Surges in other systems
So far, we have looked at surges on the power line alone, or on a combination of power and communications lines. Surges of a slightly different kind can also happen in parts of other electrical systems that do not directly involve a power line. Examples of these are: the antenna for a remote garage door opener, the sensor wiring for an intrusion alarm system, the video signal part of a satellite dish receiver. Surges in these systems are caused by nearby lightning strikes.
These other systems just mentioned have not been the subject of standards on surge protection as much as power and telephone systems. Furthermore, protective devices for these other systems are not as readily available to consumers. It is more difficult to offer well-defined guidance on surge protection for these systems. Applying preventive surge protection schemes to an existing system might be difficult when the sensitivity of such a system to surges is not known. When considering installation of a new system, it would be a good idea to ask specific questions on that subject before signing the contract.
Protection for other systems
Some codes or practices aimed at providing safety for persons, when they are correctly applied, can also provide some equipment protection.
For instance, the general practice of telephone companies is to provide a surge protector as part of their services at the point where the telephone line enters the house (in dense urban environments, the National Electrical Code allows an exception). This protector is known as the "Network Interface Device" (NID) and you will find it on the outside of your house.
Another example of code requirement is that of cable TV systems for which the National Electrical Code requires proper safety-oriented grounding practices. The problem, however, is that in some cases, the video equipment can still be damaged by voltage differences.
With the increasing popularity of small-dish satellite receivers, installation by the user as do-it-yourself has also increased. Typical instructions for installation show how to make the connections, for instance in the figure at right. What the figure does not show is the need to provide a combined protector for power, telephone, and cable.
A well pump installed outside the house presents a double challenge: protection the pump motor itself against surges, and protection the house wiring against surges that might enter the house by the line that powers the pump. The first protection is generally built-in for modern submersible pumps. The second protection should be provided by surge protector installed at the point where the power line to the pump leaves the house, using protectors similar to those applied at the power line service entrance.
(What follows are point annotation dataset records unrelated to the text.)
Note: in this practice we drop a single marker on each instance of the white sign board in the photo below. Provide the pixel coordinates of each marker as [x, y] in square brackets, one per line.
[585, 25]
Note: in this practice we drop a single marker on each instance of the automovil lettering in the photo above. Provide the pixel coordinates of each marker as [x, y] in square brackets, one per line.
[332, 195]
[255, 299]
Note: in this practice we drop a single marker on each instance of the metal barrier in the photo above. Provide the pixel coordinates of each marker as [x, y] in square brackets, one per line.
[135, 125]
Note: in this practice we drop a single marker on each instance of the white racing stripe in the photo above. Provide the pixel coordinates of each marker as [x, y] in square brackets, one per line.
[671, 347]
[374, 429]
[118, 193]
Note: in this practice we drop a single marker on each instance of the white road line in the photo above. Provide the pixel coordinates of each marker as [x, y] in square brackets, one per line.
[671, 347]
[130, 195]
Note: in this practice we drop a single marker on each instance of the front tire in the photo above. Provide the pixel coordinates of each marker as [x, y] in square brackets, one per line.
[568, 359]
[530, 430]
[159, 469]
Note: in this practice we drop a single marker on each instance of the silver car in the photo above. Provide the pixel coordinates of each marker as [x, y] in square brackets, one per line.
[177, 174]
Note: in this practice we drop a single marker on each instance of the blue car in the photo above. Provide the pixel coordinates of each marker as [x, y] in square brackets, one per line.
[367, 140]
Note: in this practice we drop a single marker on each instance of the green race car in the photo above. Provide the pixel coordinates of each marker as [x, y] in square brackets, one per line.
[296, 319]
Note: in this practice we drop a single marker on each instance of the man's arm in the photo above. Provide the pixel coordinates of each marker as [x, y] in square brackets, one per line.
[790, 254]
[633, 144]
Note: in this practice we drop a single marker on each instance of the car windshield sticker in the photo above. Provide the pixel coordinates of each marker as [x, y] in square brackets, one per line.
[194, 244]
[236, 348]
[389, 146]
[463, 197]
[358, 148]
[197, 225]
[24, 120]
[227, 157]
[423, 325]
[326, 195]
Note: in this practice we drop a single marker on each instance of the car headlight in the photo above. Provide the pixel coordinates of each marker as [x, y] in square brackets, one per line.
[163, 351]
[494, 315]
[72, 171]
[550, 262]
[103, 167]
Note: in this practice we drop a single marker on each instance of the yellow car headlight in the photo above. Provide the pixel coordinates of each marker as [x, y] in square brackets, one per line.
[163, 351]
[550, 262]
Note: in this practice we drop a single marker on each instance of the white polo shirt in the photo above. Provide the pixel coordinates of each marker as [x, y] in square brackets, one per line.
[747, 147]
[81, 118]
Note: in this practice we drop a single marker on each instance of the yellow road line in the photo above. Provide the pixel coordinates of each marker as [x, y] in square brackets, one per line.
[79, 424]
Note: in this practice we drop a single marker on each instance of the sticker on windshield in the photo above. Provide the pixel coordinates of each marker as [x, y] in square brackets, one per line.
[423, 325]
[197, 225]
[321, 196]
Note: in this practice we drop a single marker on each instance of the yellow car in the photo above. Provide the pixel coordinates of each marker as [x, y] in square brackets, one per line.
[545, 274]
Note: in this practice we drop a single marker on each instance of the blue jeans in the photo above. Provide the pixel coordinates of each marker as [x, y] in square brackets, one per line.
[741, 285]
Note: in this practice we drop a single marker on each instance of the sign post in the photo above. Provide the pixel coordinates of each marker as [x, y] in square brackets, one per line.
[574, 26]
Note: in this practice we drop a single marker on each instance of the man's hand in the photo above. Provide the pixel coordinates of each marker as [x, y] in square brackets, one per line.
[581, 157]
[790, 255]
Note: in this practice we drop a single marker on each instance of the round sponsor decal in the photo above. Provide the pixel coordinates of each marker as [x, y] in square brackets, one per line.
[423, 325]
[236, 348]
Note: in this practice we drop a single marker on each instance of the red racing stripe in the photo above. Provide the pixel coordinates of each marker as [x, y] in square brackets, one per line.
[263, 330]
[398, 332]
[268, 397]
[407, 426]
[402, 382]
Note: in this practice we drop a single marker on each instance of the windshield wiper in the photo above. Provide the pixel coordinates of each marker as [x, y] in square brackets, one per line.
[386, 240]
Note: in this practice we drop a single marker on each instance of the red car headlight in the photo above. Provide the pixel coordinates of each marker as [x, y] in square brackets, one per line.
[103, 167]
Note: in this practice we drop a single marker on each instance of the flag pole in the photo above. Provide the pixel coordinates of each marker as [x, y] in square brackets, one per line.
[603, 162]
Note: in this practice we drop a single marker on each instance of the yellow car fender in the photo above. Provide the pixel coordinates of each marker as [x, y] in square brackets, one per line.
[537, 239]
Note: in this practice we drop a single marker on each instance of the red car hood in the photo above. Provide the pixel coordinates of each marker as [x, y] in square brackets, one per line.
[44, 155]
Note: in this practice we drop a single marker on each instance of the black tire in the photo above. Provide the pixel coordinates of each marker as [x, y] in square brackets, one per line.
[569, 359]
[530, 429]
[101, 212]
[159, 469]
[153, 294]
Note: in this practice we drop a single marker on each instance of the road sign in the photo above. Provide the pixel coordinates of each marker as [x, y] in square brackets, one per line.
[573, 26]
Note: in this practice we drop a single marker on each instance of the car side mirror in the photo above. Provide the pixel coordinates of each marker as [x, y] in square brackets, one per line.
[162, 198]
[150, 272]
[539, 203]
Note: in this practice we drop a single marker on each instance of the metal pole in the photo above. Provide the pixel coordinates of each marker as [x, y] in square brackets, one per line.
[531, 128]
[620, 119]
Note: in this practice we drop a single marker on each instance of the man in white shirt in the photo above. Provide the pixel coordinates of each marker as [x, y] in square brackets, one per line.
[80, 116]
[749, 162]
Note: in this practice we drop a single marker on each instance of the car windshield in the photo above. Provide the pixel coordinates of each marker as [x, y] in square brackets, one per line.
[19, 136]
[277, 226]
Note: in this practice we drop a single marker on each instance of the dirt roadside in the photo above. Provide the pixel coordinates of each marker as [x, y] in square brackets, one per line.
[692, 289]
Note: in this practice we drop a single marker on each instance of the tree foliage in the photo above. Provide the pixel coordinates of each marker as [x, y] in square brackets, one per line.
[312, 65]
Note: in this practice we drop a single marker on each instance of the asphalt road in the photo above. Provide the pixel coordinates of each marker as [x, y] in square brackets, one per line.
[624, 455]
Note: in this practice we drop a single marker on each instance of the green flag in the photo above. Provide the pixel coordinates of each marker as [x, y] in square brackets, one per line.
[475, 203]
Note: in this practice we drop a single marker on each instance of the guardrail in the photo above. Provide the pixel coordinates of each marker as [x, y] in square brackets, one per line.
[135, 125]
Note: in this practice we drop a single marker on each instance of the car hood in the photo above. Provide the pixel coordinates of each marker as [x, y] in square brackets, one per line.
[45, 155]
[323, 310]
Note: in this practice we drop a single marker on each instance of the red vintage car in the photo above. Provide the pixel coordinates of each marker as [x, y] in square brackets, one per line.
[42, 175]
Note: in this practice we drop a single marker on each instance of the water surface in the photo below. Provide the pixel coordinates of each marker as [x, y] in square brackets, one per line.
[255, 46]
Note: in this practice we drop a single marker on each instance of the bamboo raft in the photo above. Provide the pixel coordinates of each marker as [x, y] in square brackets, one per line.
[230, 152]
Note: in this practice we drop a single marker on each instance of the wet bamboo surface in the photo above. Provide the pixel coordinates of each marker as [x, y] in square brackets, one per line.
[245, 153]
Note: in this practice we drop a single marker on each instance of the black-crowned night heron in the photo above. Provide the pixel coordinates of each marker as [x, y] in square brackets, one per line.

Intruder alarm systems using wires between sensors and their central control unit can be disturbed -and damaged in severe cases -by lightning striking close to the house. The wires necessary for this type of installation extend to all points of the house and act as an antenna system that collects energy from the field generated by the lightning strike, and protection should be included in the design of the system, rather than added later by the owner. Wireless systems are less sensitive than wired systems.